2-Yanlar arasındaki uyuşmazlık eser sözleşmesinden kaynaklanmıştır. Davacı iş sahibi sözleşmeye dayalı olarak rücu isteminde bulunmaktadır. Sözleşmeden doğan uyuşmazlıklarda kabul edilecek alacağa temerrüt faizi uygulanabilmesi için alacağın muaccel olması yeterli olmayıp alacaklının yöntemine uygun ihtarıyla borçlunun temerrüde düşürülmüş ya da borcun kararlaştırılan kesin vadede ödenmemiş olması gerekir (Borçlar Kanunu md. 101. vd.). Somut olayda davadan önce temerrüt ihtarı bulunmadığı gibi sözleşmede kararlaştırılan kesin vade de yoktur. Bu durumda kabul edilen alacağa dava tarihi yerine, tarih de belirtilmeksizin ödeme gününden faiz yürütülmesi doğru olmamıştır. Hüküm bu yönden bozulmalıdır.
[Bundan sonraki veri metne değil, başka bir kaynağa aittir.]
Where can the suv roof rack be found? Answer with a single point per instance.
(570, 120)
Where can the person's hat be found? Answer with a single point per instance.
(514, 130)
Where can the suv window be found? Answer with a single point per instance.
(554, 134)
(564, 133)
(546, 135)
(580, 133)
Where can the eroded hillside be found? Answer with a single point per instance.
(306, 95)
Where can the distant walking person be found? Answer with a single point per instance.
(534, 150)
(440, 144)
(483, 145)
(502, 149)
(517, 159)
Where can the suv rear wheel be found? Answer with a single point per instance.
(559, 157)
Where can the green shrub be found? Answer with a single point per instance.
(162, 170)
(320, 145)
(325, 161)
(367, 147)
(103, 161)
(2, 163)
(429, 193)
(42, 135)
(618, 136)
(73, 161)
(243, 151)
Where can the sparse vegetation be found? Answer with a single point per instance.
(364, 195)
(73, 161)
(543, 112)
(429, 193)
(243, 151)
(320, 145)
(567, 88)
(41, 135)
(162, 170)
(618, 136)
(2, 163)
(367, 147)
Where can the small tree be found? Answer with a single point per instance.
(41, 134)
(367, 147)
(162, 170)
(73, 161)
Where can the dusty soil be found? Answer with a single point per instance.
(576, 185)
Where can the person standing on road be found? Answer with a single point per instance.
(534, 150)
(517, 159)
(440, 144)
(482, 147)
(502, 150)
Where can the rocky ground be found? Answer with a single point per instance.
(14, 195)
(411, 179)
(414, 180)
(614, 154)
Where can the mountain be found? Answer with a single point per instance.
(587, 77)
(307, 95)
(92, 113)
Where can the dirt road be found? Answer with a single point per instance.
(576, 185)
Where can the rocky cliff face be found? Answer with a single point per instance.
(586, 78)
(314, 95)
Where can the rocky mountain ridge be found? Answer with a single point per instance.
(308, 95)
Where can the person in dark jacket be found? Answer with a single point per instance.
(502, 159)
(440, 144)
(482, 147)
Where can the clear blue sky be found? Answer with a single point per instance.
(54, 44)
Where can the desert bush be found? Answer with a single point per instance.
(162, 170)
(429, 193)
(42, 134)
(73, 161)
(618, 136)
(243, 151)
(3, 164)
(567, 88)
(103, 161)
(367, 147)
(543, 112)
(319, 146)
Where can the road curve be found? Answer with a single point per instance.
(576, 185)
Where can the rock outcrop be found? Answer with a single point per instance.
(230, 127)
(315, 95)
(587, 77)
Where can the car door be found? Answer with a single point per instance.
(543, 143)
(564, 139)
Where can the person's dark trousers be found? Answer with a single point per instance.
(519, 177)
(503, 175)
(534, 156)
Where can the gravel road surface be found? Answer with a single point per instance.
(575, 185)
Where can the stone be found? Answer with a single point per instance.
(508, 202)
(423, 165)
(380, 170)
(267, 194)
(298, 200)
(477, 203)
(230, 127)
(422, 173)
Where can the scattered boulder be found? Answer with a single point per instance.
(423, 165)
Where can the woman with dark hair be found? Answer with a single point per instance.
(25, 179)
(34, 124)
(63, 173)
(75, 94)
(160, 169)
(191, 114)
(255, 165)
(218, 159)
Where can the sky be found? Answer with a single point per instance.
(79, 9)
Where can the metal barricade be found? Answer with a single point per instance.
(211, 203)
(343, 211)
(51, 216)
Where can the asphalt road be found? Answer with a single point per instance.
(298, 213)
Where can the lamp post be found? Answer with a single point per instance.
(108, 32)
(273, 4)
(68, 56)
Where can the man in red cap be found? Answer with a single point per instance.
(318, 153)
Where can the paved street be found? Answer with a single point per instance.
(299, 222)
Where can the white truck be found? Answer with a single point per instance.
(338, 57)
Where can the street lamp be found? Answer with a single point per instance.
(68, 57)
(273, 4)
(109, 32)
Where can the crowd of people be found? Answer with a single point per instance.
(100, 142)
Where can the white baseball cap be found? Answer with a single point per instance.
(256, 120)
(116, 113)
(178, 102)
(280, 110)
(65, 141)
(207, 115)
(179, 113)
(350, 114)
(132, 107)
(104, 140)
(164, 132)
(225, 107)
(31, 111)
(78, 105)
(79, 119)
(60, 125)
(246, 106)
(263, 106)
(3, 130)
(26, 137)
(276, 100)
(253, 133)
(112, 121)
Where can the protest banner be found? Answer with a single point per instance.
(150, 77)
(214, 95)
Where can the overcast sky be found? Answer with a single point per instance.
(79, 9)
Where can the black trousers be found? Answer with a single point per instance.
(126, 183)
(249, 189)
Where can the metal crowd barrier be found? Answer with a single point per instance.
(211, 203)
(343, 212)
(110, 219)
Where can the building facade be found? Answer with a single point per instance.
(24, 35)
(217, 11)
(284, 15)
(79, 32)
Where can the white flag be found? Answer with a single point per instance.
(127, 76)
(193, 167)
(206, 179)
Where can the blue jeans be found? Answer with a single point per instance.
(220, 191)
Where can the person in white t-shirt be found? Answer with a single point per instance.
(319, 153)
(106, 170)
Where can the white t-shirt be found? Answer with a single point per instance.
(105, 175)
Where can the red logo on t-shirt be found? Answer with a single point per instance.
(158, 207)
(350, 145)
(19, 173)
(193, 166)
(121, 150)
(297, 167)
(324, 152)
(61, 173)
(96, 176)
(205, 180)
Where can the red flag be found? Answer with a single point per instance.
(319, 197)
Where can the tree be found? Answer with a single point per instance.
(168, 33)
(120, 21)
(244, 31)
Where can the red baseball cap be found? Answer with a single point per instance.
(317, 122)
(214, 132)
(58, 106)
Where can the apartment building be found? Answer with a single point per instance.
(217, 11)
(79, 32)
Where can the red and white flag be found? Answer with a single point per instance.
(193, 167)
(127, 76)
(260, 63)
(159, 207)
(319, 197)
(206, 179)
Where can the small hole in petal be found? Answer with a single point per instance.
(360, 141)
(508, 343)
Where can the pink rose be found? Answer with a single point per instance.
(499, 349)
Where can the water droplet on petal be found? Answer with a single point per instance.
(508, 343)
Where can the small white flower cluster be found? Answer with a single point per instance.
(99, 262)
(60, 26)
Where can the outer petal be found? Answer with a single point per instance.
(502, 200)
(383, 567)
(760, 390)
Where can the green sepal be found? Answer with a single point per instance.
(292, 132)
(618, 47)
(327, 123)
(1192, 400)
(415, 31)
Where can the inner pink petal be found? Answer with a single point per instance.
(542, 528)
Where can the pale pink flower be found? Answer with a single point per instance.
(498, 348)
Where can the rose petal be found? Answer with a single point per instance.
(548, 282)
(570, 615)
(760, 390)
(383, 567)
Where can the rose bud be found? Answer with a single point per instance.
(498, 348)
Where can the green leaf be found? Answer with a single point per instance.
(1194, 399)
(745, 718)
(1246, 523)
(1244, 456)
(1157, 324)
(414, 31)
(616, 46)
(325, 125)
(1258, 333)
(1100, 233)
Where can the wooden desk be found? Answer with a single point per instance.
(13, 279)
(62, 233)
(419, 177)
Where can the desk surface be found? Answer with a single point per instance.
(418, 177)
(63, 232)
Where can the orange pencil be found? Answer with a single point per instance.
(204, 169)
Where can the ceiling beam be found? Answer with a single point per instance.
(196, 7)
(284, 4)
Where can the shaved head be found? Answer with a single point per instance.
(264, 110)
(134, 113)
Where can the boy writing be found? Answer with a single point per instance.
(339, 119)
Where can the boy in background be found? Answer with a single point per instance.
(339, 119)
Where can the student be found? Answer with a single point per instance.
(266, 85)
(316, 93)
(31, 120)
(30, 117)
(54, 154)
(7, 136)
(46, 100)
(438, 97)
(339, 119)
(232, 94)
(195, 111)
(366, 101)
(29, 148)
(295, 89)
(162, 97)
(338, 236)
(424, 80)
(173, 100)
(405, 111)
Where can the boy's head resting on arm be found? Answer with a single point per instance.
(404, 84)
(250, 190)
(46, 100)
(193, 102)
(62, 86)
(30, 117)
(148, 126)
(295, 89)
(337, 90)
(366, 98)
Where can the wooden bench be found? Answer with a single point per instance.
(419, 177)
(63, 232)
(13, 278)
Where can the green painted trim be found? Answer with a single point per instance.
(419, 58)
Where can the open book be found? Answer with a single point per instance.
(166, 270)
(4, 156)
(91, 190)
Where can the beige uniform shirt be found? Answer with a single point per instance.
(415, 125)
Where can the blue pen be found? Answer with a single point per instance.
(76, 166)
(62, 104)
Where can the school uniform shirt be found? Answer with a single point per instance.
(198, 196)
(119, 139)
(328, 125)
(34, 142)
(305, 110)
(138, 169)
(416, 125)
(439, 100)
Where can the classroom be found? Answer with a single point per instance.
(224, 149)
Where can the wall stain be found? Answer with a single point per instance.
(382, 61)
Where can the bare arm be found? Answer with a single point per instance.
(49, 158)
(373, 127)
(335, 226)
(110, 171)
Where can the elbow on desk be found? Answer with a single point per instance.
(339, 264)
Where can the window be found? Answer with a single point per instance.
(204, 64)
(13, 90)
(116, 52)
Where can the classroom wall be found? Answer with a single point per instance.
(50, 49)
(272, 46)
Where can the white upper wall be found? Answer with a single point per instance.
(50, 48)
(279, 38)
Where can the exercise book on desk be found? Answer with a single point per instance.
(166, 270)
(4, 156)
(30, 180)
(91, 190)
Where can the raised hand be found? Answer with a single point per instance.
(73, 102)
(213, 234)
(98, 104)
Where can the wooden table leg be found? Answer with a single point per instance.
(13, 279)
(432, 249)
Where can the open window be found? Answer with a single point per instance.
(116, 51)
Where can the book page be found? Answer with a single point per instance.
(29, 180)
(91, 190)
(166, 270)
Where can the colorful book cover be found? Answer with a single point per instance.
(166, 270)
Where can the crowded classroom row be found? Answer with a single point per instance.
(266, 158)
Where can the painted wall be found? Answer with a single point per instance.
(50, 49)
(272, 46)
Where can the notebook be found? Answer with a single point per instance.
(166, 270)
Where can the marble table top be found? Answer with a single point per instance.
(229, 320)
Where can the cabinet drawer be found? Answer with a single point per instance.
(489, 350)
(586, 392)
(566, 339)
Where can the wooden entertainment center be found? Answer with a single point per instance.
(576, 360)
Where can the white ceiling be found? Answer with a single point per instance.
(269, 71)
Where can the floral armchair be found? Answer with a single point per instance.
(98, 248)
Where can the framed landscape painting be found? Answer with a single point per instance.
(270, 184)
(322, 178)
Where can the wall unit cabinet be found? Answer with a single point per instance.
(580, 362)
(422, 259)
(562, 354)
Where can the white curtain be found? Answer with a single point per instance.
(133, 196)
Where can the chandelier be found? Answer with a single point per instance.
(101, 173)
Ne var ki; yapılan bu hatanın giderilmesi yeniden yargılama yapılmasını gerektirmediğinden HUMK’nın 438/VII. maddesi uyarınca düzeltilerek onanması uygun bulunmuştur.
SONUÇ: Yukarıda 1. bentte açıklanan nedenlerle davalı şirket vekilinin diğer temyiz itirazlarının reddine, 2. bent gereğince kabulüyle mahkeme kararının hüküm kısmı 1. bent birinci satırındaki “ödeme tarihlerinden” kelimelerinin karar metninden çıkartılarak yerine “07.02.2003 dava tarihinden” tarih ve kelimelerinin yazılmasına ve kararın değiştirilen bu şekliyle DÜZELTİLEREK ONANMASINA, 900,00 TL duruşma vekâlet ücretinin davacıdan alınarak Yargıtay duruşmasında vekille temsil olunan davalı şirkete verilmesine, fazla alınan temyiz peşin harcının istek halinde temyiz eden davalıya geri verilmesine, 05.04.2012 gününde oybirliğiyle karar verildi.